The man pivoted on his feet and stepped along the bar until he was as close as he could be to Seth without losing the advantage of his elevated position.  “What makes you think you’re in any position to give orders?”

“Because you requested an audience with me,” Seth answered.  “You have my attention, but not indefinitely.  Stop wasting my time.”

He tilted his head to one side and sneered down at Seth.  “You’ve misinterpreted the situation.  You are not the one who’s in control here.”

Not yet, but I will be, he thought silently.  He wouldn’t ask again for the man to tell him what he wanted.  When it was required of him, Seth possessed infinite patience.  As long as the others in the bar were not under imminent threat, he could wait this man out for as long as necessary. 

“What is your name?”

“Does it matter?”

“Not in the least,” Seth returned.  “Tell me about that tattoo on your hand.”

The man’s gaze went to the back of his hand for an instant before he looked back at Seth.  “You don’t recognize it?”

“Should I?”

“He said you would,” the man replied.

“He who?”

His face twisted into a sadistic smile, and sinister light burned in his eyes. “He’s been watching you.  For months now.  Haven’t you felt the cold weight of his stare?
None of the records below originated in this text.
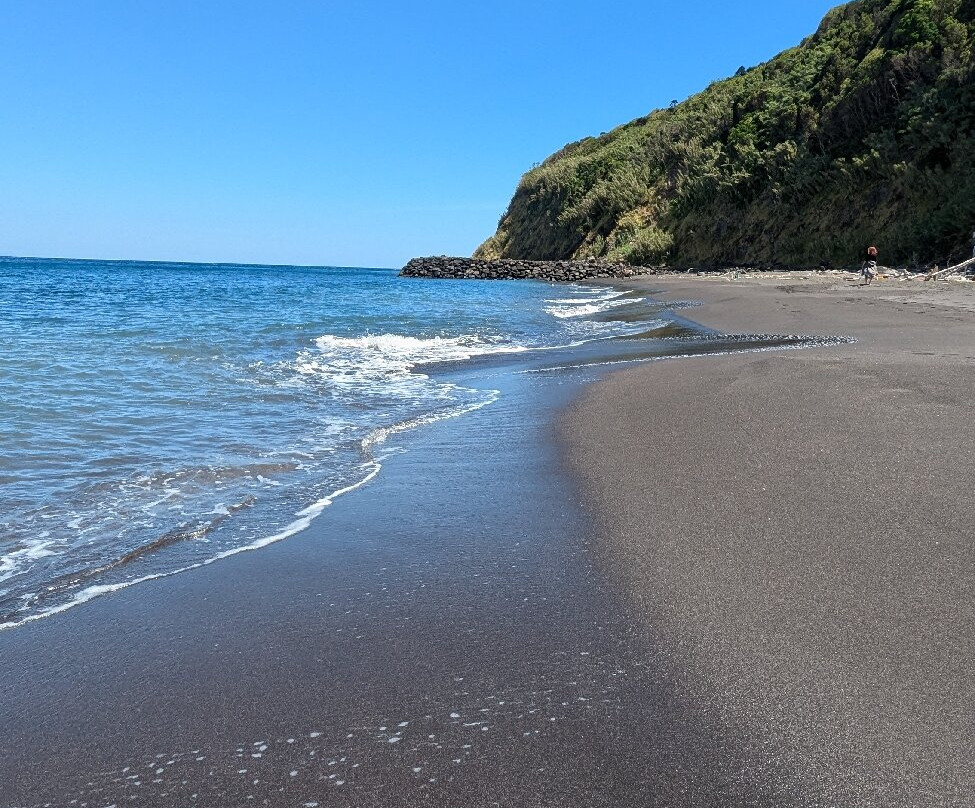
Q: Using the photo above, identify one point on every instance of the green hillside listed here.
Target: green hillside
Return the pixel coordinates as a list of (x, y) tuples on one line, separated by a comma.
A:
[(863, 134)]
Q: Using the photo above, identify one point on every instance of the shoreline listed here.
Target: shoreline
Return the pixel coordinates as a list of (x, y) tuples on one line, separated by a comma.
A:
[(460, 632), (795, 532), (439, 639)]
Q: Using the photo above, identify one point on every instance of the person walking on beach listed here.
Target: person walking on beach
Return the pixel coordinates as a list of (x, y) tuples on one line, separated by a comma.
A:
[(869, 268)]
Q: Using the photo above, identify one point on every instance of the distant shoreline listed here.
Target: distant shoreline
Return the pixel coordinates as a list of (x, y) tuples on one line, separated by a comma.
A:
[(795, 532)]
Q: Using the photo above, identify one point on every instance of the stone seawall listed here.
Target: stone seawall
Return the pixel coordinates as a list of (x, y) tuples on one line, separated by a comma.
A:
[(508, 269)]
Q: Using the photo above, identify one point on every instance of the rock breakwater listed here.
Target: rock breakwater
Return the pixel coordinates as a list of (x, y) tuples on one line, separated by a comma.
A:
[(512, 269)]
Hasn’t the sixth sense you government spooks develop been tingling?”

Seth didn’t have a photographic memory, but it was damn good, and he didn’t remember ever seeing this man or the tattoo on his hand.  And yet it was clear that this man knew him and something about his past life.  “What does this have to do with him?”

The man paced to his left and then his right before halting and returning his focus to Seth.  “You could say he’s my benefactor and my mentor.”

“In what way?”

Waving his gun hand to indicate the room and the moment, he answered, “He made all of this possible, and then he pointed me in your direction. He told me you’re the man capable of giving me what I want.”
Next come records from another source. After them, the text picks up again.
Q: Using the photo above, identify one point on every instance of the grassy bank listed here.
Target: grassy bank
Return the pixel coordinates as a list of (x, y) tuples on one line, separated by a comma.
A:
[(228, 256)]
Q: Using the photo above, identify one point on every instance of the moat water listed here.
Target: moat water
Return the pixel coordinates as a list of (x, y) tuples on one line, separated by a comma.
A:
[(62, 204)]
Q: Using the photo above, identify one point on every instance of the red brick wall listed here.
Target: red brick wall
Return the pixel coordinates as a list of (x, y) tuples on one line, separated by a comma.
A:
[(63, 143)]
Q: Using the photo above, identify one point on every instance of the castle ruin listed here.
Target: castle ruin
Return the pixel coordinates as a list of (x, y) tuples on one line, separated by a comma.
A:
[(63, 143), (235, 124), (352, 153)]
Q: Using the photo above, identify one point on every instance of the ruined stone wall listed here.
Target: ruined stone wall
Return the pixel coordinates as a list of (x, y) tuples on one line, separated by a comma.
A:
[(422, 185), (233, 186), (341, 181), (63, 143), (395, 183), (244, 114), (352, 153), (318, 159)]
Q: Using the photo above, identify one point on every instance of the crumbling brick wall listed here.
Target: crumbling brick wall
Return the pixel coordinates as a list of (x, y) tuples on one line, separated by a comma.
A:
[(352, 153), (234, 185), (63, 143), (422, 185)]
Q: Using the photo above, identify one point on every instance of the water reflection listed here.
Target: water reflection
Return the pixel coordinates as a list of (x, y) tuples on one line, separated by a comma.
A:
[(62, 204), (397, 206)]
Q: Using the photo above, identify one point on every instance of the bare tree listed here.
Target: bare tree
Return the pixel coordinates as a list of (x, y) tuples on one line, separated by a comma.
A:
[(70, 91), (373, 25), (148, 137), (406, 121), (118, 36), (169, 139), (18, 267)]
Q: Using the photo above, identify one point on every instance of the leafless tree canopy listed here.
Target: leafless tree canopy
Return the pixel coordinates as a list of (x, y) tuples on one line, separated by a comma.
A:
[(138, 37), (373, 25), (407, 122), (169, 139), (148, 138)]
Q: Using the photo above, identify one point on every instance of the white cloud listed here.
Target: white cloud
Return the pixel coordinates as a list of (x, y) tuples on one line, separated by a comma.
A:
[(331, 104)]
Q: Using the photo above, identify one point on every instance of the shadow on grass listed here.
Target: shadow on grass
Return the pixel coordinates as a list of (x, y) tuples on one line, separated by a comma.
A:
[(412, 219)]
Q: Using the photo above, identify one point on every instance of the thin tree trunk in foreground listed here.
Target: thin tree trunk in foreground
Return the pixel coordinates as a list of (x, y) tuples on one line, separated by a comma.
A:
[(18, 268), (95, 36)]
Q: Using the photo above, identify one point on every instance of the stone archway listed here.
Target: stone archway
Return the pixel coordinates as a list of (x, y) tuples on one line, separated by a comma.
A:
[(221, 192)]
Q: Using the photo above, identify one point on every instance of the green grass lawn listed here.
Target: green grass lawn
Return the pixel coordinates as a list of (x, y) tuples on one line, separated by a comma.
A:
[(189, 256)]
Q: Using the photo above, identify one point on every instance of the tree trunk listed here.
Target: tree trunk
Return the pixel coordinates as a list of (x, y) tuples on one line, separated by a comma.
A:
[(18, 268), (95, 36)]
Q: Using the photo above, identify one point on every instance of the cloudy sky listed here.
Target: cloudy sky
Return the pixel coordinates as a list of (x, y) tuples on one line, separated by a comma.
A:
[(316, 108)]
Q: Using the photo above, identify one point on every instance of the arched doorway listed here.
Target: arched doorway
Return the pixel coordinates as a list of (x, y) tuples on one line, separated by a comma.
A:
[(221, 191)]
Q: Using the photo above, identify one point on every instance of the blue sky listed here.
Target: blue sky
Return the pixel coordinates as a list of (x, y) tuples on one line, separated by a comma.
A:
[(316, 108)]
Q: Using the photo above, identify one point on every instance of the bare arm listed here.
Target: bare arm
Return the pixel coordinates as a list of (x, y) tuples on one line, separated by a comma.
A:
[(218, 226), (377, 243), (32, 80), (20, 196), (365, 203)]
“Which is what?” he asked, reassessing the man in front of him.  He wasn’t just someone with a gun and this wasn’t a random act of violence.  What was happening had been premeditated, and whoever this “he” was that the man was referring to, it was clear to Seth that he was the true architect of this scenario.  This man was playing his part, but it would be dangerous to underestimate him.

“Janie Savoy.”

“No.”

“Give her to me,” he said. 

“Not going to happen,” Seth declared. 

The man let his gaze travel over every single individual in the bar before it returned to Seth.  “You see, I know that you come here to do your drinking when you want to a drink.  I know that this woman is someone that you count as a friend.  I know that the waitress knows you by name, that you tip well when you’re here, and that you and the old man sitting in the corner over there chat from time to time.  He told me that you wouldn’t stand by and let innocent people die.  Not if there was something you could do to stop it.  He says you’re noble or honorable or some shit like that. All that means to me is that you’re not going to let me pull the trigger and end someone’s life tonight.  Not when it’s within your power to give me what I want and make me go away.”

“He obviously doesn’t know me all that well,” Seth countered.  “If he did, he’d know I would never make this devil’s bargain.”

“You’re a man that has something to lose, which means you should never say never,” he said, jumping down from the bar and landing agilely on his feet.  From his back pocket he withdrew a silencer and screwed it onto the barrel of the gun.  “I have twenty bullets.  How many do you think it will take to make you change your mind?”

He didn’t wait for Seth to respond.  Instead, he aimed and fired the first shot.